The Senate fell short in its attempt to override President Barack Obama’s veto of the Keystone XL pipeline.
The final vote of 62-37 didn’t reach the two-thirds majority needed to override the presidential veto.
The U.S. State Department has been reviewing the pipeline for more than six years. Congressional Republicans want to speed up that process and grant a permit immediately. While Obama said Congress was trying to “circumvent longstanding and proven processes” of approving a cross-border pipeline, supporters of Keystone XL said the legislators were doing what the American people want.
“Lawmakers are listening to the American people on Keystone,” said API president and CEO Jack Gerard in a statement following the March 4 vote. “That’s why Democrats and Republicans came together on this bill and that is why there are efforts to override the president’s veto. While we urge Congress to continue to fight for [Keystone XL], there should be no need for Congressional action if the president would make a final judgment on Keystone. The president has always had the authority on this and he can approve this pipeline today.”
The proposed 1,179-mile, 36-in.

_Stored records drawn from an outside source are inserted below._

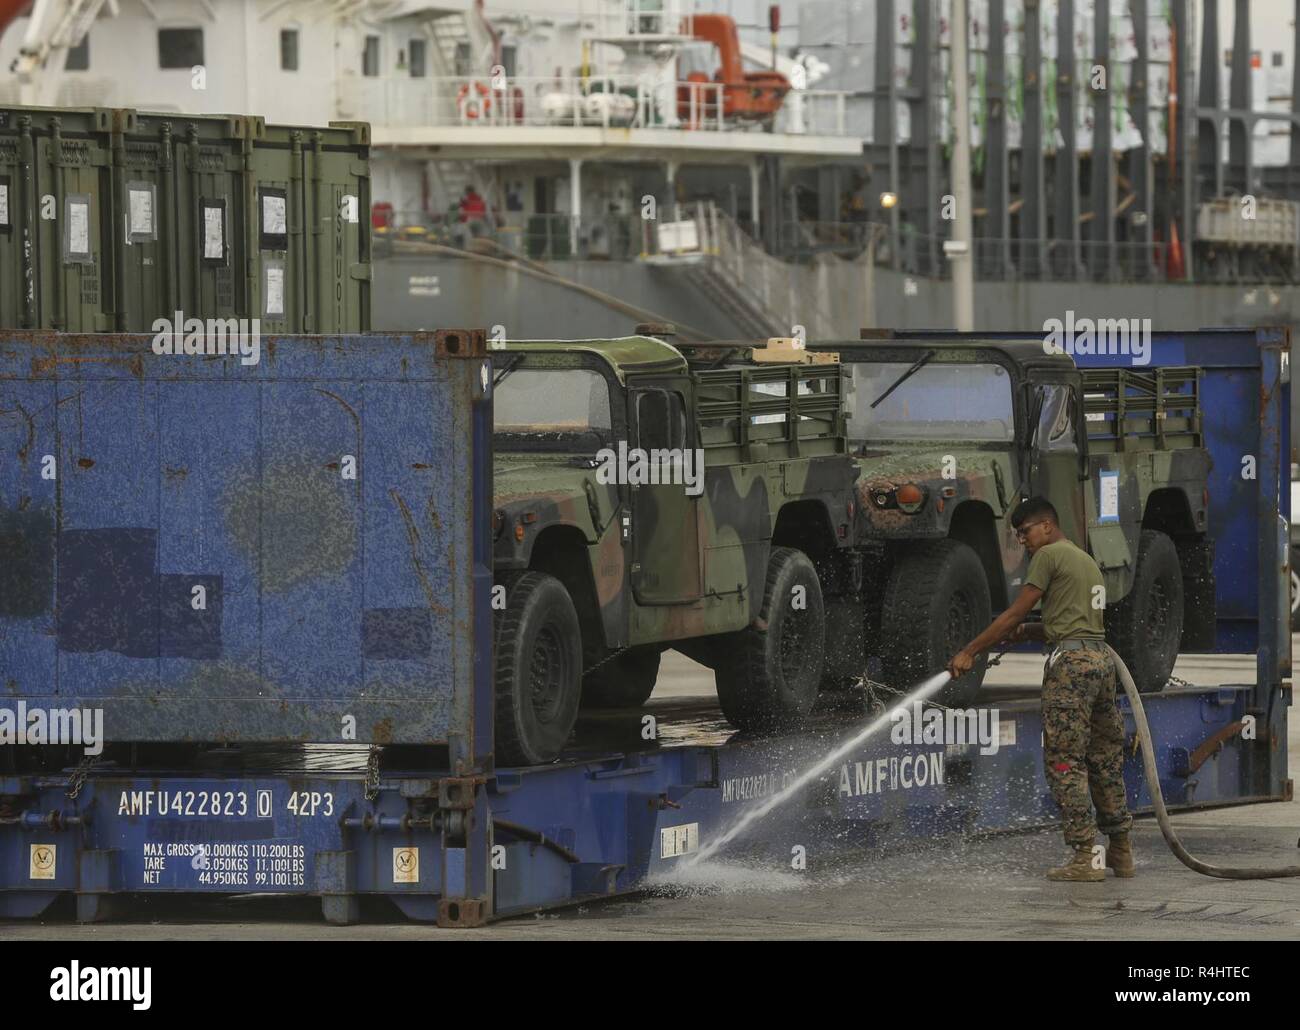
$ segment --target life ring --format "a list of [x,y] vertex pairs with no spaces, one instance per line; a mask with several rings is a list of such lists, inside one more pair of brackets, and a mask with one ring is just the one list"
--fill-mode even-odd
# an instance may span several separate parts
[[[471,96],[471,87],[477,96]],[[481,82],[467,82],[456,93],[456,109],[462,118],[471,121],[480,115],[486,117],[492,112],[492,93]]]

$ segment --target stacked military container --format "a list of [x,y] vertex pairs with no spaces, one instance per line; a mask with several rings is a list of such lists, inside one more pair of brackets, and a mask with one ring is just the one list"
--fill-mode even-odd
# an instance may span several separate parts
[[102,262],[112,125],[102,108],[0,110],[0,326],[113,328]]
[[248,128],[254,315],[272,332],[368,329],[369,126]]
[[0,108],[0,327],[364,331],[368,158],[355,123]]

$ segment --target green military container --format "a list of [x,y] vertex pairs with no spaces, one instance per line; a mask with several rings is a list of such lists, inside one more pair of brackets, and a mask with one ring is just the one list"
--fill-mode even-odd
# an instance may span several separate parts
[[113,328],[113,112],[0,108],[0,326]]
[[[115,112],[116,327],[250,317],[243,215],[248,120]],[[294,331],[297,331],[296,329]]]
[[0,108],[0,327],[367,330],[368,161],[360,123]]
[[248,120],[253,314],[264,332],[370,327],[370,128]]

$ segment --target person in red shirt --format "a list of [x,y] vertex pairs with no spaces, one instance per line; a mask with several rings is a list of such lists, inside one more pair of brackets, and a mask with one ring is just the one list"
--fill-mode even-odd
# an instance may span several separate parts
[[473,186],[466,186],[460,198],[460,220],[462,222],[482,222],[487,219],[487,201],[479,195]]

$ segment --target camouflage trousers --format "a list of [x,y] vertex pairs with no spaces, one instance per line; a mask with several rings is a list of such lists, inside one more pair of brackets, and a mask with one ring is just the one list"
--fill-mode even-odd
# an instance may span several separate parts
[[1061,806],[1067,844],[1091,847],[1099,827],[1107,835],[1129,831],[1124,720],[1115,707],[1115,667],[1104,651],[1057,651],[1048,659],[1043,762],[1052,797]]

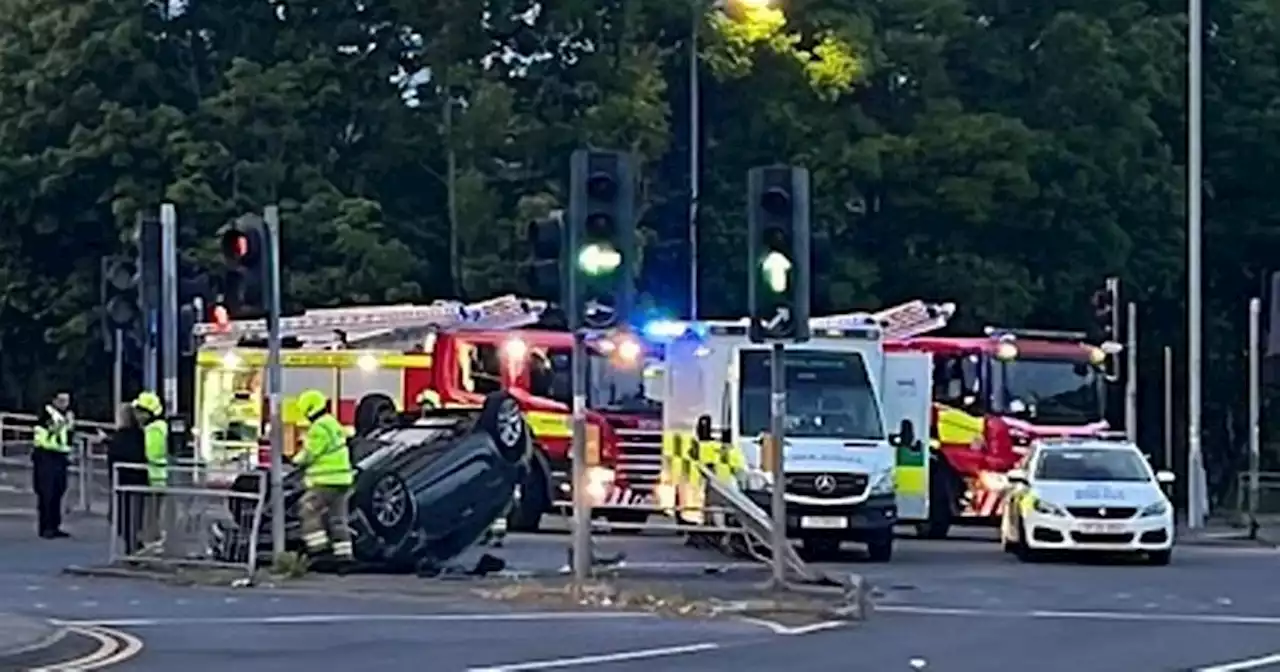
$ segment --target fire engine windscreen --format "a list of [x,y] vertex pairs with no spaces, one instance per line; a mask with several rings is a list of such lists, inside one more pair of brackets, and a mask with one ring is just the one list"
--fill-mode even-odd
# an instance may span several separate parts
[[1033,423],[1099,422],[1106,411],[1106,379],[1087,361],[1018,357],[993,362],[992,402],[998,412]]
[[[856,352],[787,350],[787,436],[794,438],[884,438],[879,402],[866,361]],[[769,431],[769,353],[739,353],[739,432]]]
[[1133,450],[1059,449],[1045,451],[1035,477],[1041,481],[1146,483],[1151,480],[1151,471]]
[[[534,394],[572,404],[572,369],[568,351],[548,353],[549,370],[535,376]],[[657,402],[645,384],[644,368],[615,366],[607,355],[591,352],[587,358],[587,406],[598,410],[641,411]]]

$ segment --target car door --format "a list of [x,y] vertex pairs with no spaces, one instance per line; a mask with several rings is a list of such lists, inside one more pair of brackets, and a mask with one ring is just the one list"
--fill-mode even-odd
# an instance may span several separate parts
[[880,378],[881,406],[890,433],[904,420],[910,421],[915,437],[895,446],[894,481],[898,517],[904,521],[929,518],[929,413],[932,406],[933,362],[927,353],[892,352],[884,358]]
[[1015,469],[1021,469],[1027,476],[1026,483],[1010,483],[1009,491],[1005,494],[1004,501],[1004,521],[1005,529],[1002,530],[1005,539],[1021,540],[1022,536],[1022,500],[1030,492],[1030,479],[1032,464],[1034,464],[1035,453],[1024,455],[1021,460],[1014,465]]

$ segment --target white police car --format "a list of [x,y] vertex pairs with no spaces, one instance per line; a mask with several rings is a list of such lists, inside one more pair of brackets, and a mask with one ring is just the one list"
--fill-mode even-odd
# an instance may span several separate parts
[[1021,560],[1045,552],[1135,553],[1167,565],[1173,507],[1159,473],[1133,443],[1096,438],[1037,442],[1009,472],[1000,541]]

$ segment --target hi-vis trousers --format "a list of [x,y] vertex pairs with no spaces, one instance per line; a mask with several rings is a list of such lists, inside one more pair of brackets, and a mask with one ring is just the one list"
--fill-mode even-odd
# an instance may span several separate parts
[[302,543],[307,553],[318,555],[333,542],[333,554],[344,560],[353,556],[351,529],[347,527],[347,488],[317,485],[302,495]]

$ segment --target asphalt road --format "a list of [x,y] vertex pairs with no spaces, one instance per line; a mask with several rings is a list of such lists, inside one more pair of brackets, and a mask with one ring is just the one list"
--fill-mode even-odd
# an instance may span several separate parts
[[[1178,549],[1169,567],[1123,563],[1024,565],[994,541],[903,540],[893,563],[857,553],[825,565],[878,587],[877,613],[851,628],[778,634],[758,624],[650,616],[533,614],[471,601],[273,594],[71,579],[67,564],[100,560],[99,521],[73,540],[31,539],[30,521],[0,518],[0,611],[43,615],[140,643],[111,669],[240,672],[304,667],[420,670],[937,670],[988,672],[1214,670],[1280,654],[1280,553],[1244,547]],[[522,562],[558,562],[562,537],[516,538]],[[629,570],[747,563],[665,538],[611,537]],[[528,558],[522,561],[521,558]],[[406,581],[415,579],[406,578]],[[126,647],[127,648],[127,647]],[[1280,669],[1280,659],[1219,672]]]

Keystone XL pipeline would up to 830,000 barrels of crude oil from Canada’s oil sands to refineries along the Gulf of Mexico. The bill to approve the project passed through Congress in January, with Senate voting 62-36 on Jan. 29 and the House voting 266-153 on Jan. 9 to approve the project. Obama vetoed the measure on Feb. 24.
After the veto, TransCanada president and CEO Russ Girling said the company “remains fully committed to Keystone XL despite today’s veto of bipartisan legislation in support of the project.”